FERNLEY — An elderly woman had just placed a wreath at her husband’s gravesite Saturday during the nationwide Wreaths Across America, an event to honor the men and women who served in the military.
Her son, Chris Sullivan, stood nearby on a clear, yet chilly morning as she reflected on both her husband and the ceremony conducted at the Northern Nevada Veterans Memorial Cemetery at Fernley.
“They are all family to me,” said Gretchen Perkins, who also gazed across the cemetery. “It was a wonderful ceremony.”

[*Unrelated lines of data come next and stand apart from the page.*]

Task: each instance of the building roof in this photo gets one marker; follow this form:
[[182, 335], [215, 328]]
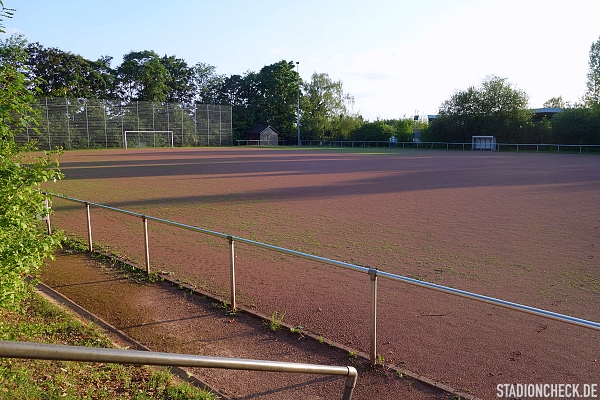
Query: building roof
[[258, 129]]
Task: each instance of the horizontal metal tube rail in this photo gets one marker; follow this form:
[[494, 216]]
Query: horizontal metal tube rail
[[379, 273], [92, 354]]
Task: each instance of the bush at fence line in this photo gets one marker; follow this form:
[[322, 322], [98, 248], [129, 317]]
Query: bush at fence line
[[23, 242]]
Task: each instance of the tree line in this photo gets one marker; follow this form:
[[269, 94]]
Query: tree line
[[274, 95], [497, 108]]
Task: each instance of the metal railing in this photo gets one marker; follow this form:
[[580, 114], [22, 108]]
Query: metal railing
[[92, 354], [374, 274]]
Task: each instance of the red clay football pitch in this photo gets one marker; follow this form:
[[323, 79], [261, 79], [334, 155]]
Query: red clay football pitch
[[519, 227]]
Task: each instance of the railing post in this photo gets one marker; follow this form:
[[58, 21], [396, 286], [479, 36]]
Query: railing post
[[47, 217], [146, 248], [232, 270], [87, 210], [373, 351]]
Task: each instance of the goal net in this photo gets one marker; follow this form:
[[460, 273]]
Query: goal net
[[483, 143], [140, 139]]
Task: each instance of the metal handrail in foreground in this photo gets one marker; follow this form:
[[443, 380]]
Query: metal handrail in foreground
[[93, 354], [373, 273]]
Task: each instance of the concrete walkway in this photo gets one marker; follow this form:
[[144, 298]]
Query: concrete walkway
[[166, 317]]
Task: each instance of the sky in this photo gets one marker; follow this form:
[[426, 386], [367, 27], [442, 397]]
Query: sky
[[396, 58]]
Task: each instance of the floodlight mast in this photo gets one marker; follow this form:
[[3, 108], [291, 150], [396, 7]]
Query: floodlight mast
[[298, 109]]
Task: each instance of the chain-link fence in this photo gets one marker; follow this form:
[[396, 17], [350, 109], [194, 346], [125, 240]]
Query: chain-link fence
[[92, 123]]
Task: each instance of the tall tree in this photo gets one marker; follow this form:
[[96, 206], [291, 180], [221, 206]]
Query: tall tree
[[555, 102], [323, 101], [592, 95], [206, 83], [180, 80], [277, 87], [142, 76], [55, 73]]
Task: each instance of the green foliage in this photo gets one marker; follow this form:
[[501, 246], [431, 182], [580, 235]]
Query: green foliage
[[23, 243], [495, 108], [323, 102], [576, 126], [377, 130], [592, 95]]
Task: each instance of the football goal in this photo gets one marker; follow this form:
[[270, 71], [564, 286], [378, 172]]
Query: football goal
[[483, 143], [142, 139]]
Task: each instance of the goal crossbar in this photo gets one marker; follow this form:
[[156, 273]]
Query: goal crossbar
[[170, 136]]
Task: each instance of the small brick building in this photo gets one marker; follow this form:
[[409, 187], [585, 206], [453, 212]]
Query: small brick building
[[262, 135]]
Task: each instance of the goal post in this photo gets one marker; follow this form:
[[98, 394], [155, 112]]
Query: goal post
[[148, 139], [483, 143]]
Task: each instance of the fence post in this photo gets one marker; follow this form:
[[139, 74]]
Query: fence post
[[373, 352], [87, 210], [47, 217], [146, 248], [232, 270]]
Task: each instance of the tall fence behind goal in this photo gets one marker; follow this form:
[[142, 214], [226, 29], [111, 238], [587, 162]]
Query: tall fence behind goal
[[92, 123]]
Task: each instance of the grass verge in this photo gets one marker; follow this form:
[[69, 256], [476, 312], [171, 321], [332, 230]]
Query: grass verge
[[42, 322]]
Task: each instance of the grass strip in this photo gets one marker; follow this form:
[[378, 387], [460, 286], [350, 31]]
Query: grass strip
[[40, 321]]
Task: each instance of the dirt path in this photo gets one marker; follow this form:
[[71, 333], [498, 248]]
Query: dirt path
[[166, 318]]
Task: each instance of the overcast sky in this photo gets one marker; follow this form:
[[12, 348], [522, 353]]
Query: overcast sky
[[394, 57]]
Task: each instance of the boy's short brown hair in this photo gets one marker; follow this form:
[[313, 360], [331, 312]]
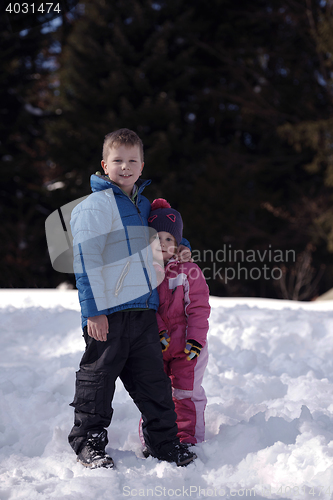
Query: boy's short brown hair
[[121, 137]]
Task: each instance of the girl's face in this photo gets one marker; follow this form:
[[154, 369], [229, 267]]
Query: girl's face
[[168, 245]]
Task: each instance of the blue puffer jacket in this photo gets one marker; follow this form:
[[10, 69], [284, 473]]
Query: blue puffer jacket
[[112, 256]]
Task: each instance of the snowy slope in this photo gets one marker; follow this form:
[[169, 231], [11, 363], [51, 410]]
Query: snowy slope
[[269, 419]]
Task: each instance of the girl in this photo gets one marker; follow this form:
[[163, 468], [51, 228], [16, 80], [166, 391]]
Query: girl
[[183, 322]]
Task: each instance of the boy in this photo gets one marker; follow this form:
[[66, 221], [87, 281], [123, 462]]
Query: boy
[[118, 299]]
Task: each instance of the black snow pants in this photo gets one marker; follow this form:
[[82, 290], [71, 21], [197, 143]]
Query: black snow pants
[[133, 353]]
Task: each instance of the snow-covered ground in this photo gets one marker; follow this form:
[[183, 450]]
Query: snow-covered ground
[[269, 419]]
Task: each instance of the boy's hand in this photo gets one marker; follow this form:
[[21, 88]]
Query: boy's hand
[[183, 254], [98, 327]]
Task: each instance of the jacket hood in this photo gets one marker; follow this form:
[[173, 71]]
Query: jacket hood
[[101, 182]]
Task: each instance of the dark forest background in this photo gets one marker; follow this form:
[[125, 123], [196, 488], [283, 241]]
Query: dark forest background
[[233, 102]]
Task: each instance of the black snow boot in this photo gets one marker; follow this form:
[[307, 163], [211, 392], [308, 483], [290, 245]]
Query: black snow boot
[[92, 453]]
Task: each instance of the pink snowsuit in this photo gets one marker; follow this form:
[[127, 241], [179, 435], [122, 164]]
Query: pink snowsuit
[[184, 311]]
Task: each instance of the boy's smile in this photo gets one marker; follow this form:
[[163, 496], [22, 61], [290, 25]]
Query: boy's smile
[[123, 165]]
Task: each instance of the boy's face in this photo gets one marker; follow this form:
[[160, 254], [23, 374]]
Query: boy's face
[[124, 166]]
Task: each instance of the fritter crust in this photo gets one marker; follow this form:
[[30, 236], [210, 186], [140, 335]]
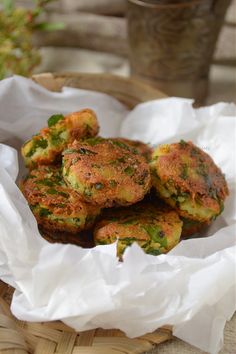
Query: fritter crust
[[56, 206], [138, 147], [188, 180], [105, 172], [46, 147], [156, 230]]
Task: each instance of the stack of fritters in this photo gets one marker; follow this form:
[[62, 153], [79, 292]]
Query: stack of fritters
[[79, 181]]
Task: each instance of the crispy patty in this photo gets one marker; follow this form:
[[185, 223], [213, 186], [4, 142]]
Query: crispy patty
[[137, 147], [188, 180], [46, 147], [106, 173], [55, 205], [156, 230]]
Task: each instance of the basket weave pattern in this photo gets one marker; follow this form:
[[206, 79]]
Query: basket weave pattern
[[20, 337]]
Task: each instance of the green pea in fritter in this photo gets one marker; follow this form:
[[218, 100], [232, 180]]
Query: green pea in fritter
[[55, 205], [156, 230], [105, 172], [46, 147], [189, 181]]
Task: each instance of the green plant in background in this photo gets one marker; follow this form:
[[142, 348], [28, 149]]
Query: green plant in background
[[17, 25]]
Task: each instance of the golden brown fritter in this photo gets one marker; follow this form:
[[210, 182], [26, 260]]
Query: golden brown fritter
[[105, 173], [137, 147], [83, 238], [188, 180], [56, 206], [156, 230], [46, 147]]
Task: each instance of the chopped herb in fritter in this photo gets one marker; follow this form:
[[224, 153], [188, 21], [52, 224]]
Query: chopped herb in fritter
[[54, 119]]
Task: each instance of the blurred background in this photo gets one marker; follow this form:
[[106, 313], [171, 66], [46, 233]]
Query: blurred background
[[120, 37]]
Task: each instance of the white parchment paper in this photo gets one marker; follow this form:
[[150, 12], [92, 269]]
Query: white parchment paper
[[191, 288]]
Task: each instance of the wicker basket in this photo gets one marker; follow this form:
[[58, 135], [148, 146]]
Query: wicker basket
[[55, 337]]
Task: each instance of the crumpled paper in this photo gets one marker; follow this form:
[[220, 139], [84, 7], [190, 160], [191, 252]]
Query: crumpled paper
[[191, 288]]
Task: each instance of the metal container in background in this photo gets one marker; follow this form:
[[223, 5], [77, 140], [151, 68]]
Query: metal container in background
[[172, 43]]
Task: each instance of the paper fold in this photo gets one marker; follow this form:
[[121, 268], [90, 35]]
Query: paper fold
[[191, 288]]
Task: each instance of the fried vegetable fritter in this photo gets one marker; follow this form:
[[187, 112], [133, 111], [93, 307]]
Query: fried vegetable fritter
[[137, 147], [46, 147], [156, 230], [188, 180], [56, 206], [106, 172]]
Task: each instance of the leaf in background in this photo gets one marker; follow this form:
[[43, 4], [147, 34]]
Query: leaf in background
[[45, 26], [8, 6]]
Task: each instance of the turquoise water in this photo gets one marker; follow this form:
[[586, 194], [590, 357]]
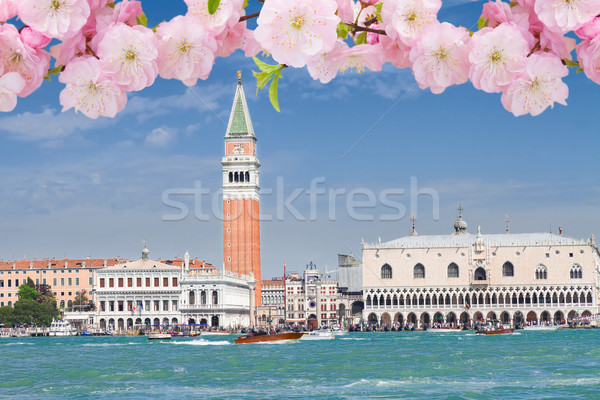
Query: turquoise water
[[463, 365]]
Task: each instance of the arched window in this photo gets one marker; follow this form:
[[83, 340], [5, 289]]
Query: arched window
[[419, 271], [508, 269], [453, 270], [541, 272], [480, 274], [576, 272], [386, 272]]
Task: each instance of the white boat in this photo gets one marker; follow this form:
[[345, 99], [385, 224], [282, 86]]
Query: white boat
[[444, 330], [541, 328], [317, 335], [159, 336], [61, 328]]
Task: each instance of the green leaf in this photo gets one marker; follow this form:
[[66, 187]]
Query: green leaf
[[268, 73], [273, 92], [361, 38], [213, 5], [482, 22], [343, 30], [142, 20], [570, 63]]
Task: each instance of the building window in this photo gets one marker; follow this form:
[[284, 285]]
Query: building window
[[508, 269], [576, 272], [386, 272], [541, 272], [453, 270], [419, 271]]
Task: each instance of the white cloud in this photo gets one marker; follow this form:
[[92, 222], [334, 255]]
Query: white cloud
[[160, 137]]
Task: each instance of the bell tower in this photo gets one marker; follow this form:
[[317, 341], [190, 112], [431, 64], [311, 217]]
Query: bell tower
[[241, 225]]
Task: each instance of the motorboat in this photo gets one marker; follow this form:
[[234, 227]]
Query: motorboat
[[60, 328], [159, 336], [318, 335], [268, 337], [541, 328]]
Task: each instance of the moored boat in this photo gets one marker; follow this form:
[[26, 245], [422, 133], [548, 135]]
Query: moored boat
[[159, 336], [541, 328], [317, 335], [495, 330], [268, 337]]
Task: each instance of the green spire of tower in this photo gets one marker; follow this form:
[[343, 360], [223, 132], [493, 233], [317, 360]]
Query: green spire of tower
[[239, 120]]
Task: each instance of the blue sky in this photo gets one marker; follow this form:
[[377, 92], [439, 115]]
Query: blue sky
[[76, 187]]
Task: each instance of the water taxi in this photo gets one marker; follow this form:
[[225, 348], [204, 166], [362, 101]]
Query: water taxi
[[268, 337]]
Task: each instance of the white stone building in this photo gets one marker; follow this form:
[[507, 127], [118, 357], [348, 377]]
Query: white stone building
[[215, 298], [460, 278], [311, 300], [143, 292]]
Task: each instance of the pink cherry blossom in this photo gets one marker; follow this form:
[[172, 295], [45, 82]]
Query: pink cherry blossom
[[230, 39], [15, 56], [8, 10], [54, 18], [89, 90], [408, 19], [295, 30], [538, 86], [325, 66], [69, 48], [440, 58], [129, 56], [185, 49], [566, 15], [33, 39], [589, 30], [361, 57], [10, 84], [395, 51], [227, 15], [496, 56], [346, 10], [588, 54]]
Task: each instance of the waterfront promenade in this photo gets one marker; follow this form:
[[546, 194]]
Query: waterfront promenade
[[557, 364]]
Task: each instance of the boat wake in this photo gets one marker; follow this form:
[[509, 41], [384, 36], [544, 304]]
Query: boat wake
[[202, 342]]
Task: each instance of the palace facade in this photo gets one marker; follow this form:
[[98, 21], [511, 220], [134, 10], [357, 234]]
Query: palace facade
[[463, 278]]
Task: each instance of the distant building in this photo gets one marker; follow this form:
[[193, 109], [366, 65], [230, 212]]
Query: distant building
[[463, 278], [138, 293], [241, 223], [272, 306], [312, 300]]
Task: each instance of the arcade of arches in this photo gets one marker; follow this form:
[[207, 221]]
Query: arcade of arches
[[457, 306]]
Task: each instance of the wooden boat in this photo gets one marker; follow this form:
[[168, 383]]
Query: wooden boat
[[159, 336], [268, 337], [495, 330]]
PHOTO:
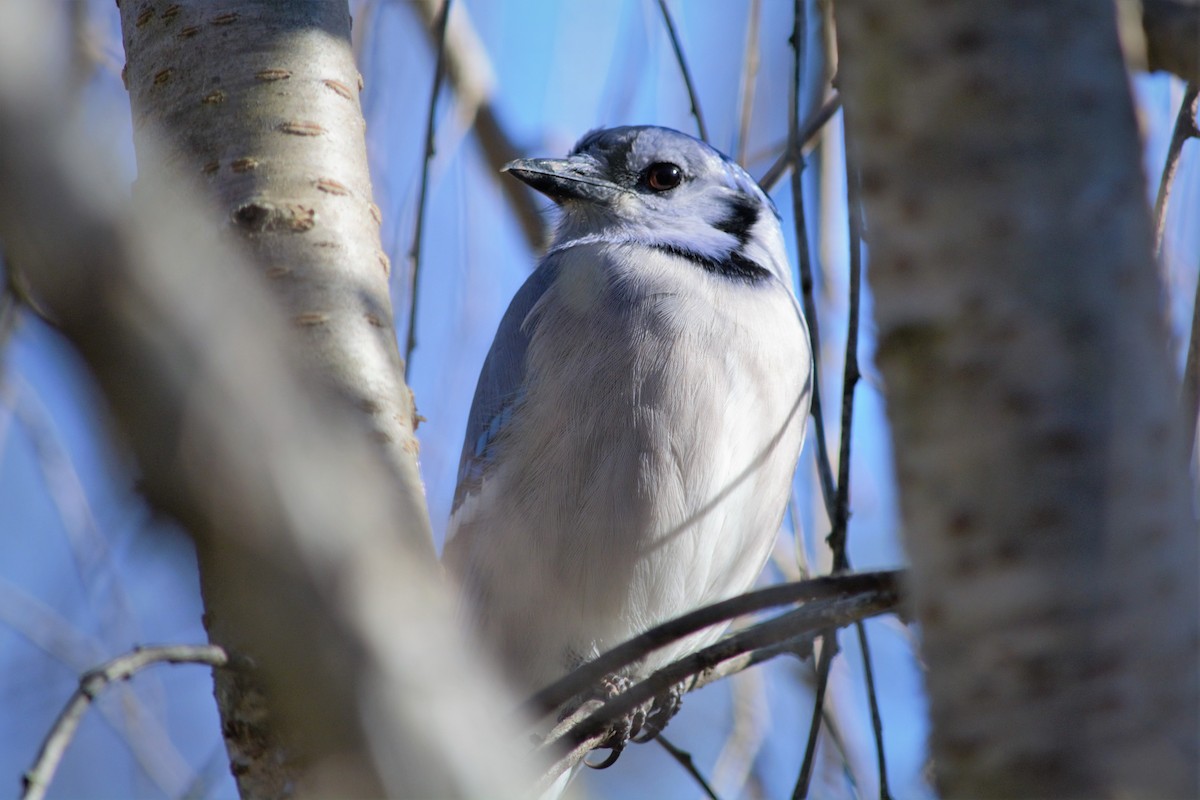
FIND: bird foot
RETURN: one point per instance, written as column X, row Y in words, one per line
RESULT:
column 663, row 709
column 623, row 731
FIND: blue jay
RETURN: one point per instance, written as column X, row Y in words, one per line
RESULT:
column 635, row 429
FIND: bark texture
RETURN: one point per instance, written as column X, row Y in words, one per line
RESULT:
column 1042, row 467
column 292, row 505
column 259, row 102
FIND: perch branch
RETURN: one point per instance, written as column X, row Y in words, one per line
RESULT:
column 37, row 780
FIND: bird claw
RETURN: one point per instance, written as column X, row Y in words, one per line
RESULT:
column 663, row 709
column 623, row 731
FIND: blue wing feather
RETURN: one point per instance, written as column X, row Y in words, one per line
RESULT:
column 499, row 385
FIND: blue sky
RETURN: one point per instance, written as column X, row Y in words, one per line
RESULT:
column 87, row 571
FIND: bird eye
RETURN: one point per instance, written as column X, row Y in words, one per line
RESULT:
column 663, row 176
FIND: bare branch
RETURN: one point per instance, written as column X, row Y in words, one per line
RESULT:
column 828, row 649
column 685, row 761
column 37, row 780
column 1173, row 36
column 837, row 537
column 683, row 68
column 588, row 674
column 805, row 258
column 414, row 253
column 289, row 501
column 876, row 720
column 469, row 71
column 793, row 154
column 1185, row 128
column 784, row 633
column 749, row 74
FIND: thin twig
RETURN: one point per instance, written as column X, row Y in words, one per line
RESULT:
column 37, row 780
column 749, row 77
column 851, row 377
column 850, row 373
column 685, row 761
column 414, row 253
column 472, row 77
column 792, row 152
column 1185, row 128
column 588, row 674
column 876, row 720
column 1192, row 374
column 802, row 248
column 683, row 68
column 829, row 645
column 796, row 625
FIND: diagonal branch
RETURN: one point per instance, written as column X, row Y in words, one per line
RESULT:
column 37, row 780
column 789, row 632
column 623, row 655
column 683, row 68
column 793, row 152
column 1185, row 128
column 414, row 253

Family members, volunteers and guests of other service men and women made Saturday a special day of remembrance. Visitors placed several thousand wreaths on every gravesite and along the columbarium containing the remains of those who served in the armed forces.
Brett Palmer of the Northern Nevada Veterans Coalition said extra wreaths also were taken to nearby cemeteries to place on veterans’ graves.
The national “Wreaths Across America” program, which began in 1992, honors veterans in all 50 states and at overseas national cemeteries. Palmer said the NNVC placed 150 more wreaths than last year.
Sullivan said his mother and Perkins moved to this area from West Virginia to be closer to family. He said the Army veteran loved the Fernley cemetery.
“It’s a wonderful place, restful, respectful,” Gretchen Perkins said.
Her husband, Eugene Perkins, died Sept. 30, but her thoughts primarily reflected on his service during World War II. As an 18-year-old private first class in the U.S. Army, Eugene Perkins fought at the Battle of the Bulge that occurred 72 years ago this month in the Ardennes region of Wallonia in Belgium, France and Luxembourg. The offensive against the Germans lasted more than two months during one of the coldest winters in European history.
Gretchen Perkins and her son remember several stories he told them of his experiences fighting the enemy.
“He was on reconnaissance looking for the enemy,” she recalled from one of his yarns. “They encountered a German soldier who dropped his weapon and ran.”
Sullivan remembered another story when the young Army private and fellow soldiers were nearing the end of their patrol when they captured three German soldiers and brought them back to camp. One of the American soldiers hailed from North Dakota and could speak German. The first two Germans wouldn’t reveal troop location, said Sullivan, so when each prisoner was escorted out the back of the building, a shot rang out for each prisoner then followed by silence.
“The third guy quickly told his captors where his comrades were,” Sullivan said.
Little did the captives know was that the sentry had orders to shoot his weapon toward the ground after each prisoner left the building, giving the impression each prisoner had been shot.
Both Sullivan and his mother smiled after telling the story.
The annual event at the NNVMC is attracting more volunteers every year. Linda Dickinson, president of the Vietnam Veterans of America Chapter 389, said members from both the Reno and Carson City chapters attended the ceremony. For Dickinson, who served as flight nurse in the U.S. Air Force, the Fernley ceremony becomes personal.
“Several of our members are buried here,” she said. “It’s an emotional service.”
Dickinson added the Wreaths Across America program is an event all veterans are proud to be a part. In addition to the Vietnam vets, about 20 sailors from Naval Air Station Fallon and the Naval Aviation Warfighting Development Center volunteered to escort family members to the graves or columbarium. Sea Cadet and Civil Air Patrol members, many of them teenagers, also placed wreaths or accompanied family members.
Spokesman Tom Draughon of the Northern Nevada Veterans Coalition served as master of ceremonies. He asked the audience to take a moment to thank veterans for preserving our way of life before the placing of wreaths to honor the branches of the military.
Afterward, when Draughon was helping lay a wreath, he said the experience gives him a warm feeling because he considers those interred at Fernley as his brothers and sisters. Every year, he said the NNVC receives more donations, many of them coming from as far away as the East Coast.
“We have a lot of people buried out here from other places. They grew up elsewhere but moved here,” he pointed out. “They’re all not from Nevada.”
Draughon then paused for a moment thinking about those who are interred and of the millions of veterans who are also still alive.
“Everybody should thank a vet every day of the year,” said the Vietnam War veteran.